I have a node server running in AWS ECS Fargate inside an isolated subnet. I have set up the task policy to allow sending emails
resource "aws_iam_role_policy" "ecs_task_ses_policy" {
name = "${var.environment}-ecs-task-ses-policy"
role = aws_iam_role.ecs_task_role.id
policy = jsonencode({
Version = "2012-10-17"
Statement = [
{
Effect = "Allow"
Action = [
"ses:*"
]
Resource = "*"
}
]
})
}
and I have allowed all outbound traffic on the task security group
resource "aws_security_group" "ecs_tasks" {
name = "${local.common_name}-ecs-tasks-sg"
description = "Security group for ECS tasks"
vpc_id = aws_vpc.this.id
ingress {
description = "Allow inbound from ALB"
from_port = 4000
to_port = 4000
protocol = "tcp"
security_groups = [aws_security_group.alb.id]
}
egress {
from_port = 0
to_port = 0
protocol = "-1"
cidr_blocks = ["0.0.0.0/0"]
}
tags = local.common_tags
}
and I have a VPC endpoint set up for SES
resource "aws_vpc_endpoint" "ses" {
vpc_id = aws_vpc.this.id
service_name = "com.amazonaws.${var.aws_region}.email-smtp"

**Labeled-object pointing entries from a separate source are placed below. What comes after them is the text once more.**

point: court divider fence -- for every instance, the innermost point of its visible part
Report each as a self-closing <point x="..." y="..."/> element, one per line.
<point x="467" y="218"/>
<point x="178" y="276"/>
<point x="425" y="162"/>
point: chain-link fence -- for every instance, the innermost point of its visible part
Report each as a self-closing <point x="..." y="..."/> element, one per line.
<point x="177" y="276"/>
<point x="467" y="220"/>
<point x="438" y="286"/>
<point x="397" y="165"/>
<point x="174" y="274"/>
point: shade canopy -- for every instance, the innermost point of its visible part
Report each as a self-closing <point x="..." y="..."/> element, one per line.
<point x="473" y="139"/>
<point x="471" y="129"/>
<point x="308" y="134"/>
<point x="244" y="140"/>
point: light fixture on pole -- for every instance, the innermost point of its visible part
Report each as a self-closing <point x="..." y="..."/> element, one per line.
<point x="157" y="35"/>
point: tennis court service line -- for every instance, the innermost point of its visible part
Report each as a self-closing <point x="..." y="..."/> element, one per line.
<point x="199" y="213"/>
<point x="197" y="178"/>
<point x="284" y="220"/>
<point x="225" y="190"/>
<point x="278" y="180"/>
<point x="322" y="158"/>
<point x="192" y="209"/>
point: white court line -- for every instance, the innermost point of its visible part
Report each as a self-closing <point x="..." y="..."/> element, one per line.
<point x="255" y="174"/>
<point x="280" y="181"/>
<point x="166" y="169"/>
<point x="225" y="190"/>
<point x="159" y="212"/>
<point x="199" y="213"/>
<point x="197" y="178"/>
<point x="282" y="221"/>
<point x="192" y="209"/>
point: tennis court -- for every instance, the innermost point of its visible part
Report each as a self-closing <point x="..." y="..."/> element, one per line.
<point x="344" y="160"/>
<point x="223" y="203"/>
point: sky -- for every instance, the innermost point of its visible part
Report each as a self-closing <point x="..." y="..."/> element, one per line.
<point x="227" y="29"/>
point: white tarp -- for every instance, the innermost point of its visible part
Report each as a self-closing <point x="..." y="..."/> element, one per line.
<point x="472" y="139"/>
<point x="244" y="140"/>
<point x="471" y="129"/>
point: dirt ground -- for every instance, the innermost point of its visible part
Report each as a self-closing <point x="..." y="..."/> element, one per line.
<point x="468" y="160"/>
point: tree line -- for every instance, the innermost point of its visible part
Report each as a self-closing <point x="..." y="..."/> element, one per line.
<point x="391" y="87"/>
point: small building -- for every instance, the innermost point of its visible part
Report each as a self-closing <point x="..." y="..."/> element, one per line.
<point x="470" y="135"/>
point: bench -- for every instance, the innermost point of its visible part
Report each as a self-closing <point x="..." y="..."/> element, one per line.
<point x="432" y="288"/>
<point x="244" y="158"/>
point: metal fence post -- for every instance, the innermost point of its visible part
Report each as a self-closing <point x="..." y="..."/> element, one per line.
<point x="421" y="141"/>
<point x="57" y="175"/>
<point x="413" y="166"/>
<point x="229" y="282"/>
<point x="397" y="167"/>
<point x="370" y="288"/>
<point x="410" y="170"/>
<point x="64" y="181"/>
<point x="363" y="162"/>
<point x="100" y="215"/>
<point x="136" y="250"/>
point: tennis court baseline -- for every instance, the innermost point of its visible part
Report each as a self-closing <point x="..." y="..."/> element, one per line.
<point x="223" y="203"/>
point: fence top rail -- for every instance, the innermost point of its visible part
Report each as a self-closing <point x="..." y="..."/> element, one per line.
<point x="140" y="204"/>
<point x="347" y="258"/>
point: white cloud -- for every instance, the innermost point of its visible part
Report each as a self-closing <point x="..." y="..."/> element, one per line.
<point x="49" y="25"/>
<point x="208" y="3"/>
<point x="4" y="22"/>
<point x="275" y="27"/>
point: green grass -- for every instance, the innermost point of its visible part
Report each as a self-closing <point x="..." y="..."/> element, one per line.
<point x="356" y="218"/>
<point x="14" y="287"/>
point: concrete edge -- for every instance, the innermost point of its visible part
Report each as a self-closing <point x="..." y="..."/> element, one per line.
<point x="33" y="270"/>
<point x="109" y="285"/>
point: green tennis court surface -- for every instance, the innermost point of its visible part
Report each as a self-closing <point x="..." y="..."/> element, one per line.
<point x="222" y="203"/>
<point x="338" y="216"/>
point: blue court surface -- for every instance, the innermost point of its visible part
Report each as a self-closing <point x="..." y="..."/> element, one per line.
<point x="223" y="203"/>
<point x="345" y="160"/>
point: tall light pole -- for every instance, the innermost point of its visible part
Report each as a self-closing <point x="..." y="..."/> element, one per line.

vpc_endpoint_type = "Interface"
subnet_ids = aws_subnet.private[*].id
security_group_ids = [aws_security_group.vpc_endpoints.id]
private_dns_enabled = true
tags = merge({
Name = "${local.common_name}-ses-endpoint"
}, local.common_tags)
}
But I can't send emails as the requests are timing out.
I am using nodemailer
and @aws-sdk/client-ses
import { createTransport, Transporter } from 'nodemailer';
import { SES, SendRawEmailCommand } from '@aws-sdk/client-ses';
...
this.transporter = createTransport({
SES: {
ses: new SES({ region }),
aws: { SendRawEmailCommand },
},
});
...
async sendMail(options: {
to: string | string[];
subject: string;
text?: string;
html?: string;
}) {
try {
await this.transporter.sendMail({
from: this.from,
...options,
});
this.logger.log(`Email sent successfully to ${options.to}`);
} catch (error) {
this.logger.error(`Failed to send email to ${options.to}:`, error);
throw error;
}
}
I have found in some resources that the AWS SDK SES client only uses HTTPS instead of SMTP.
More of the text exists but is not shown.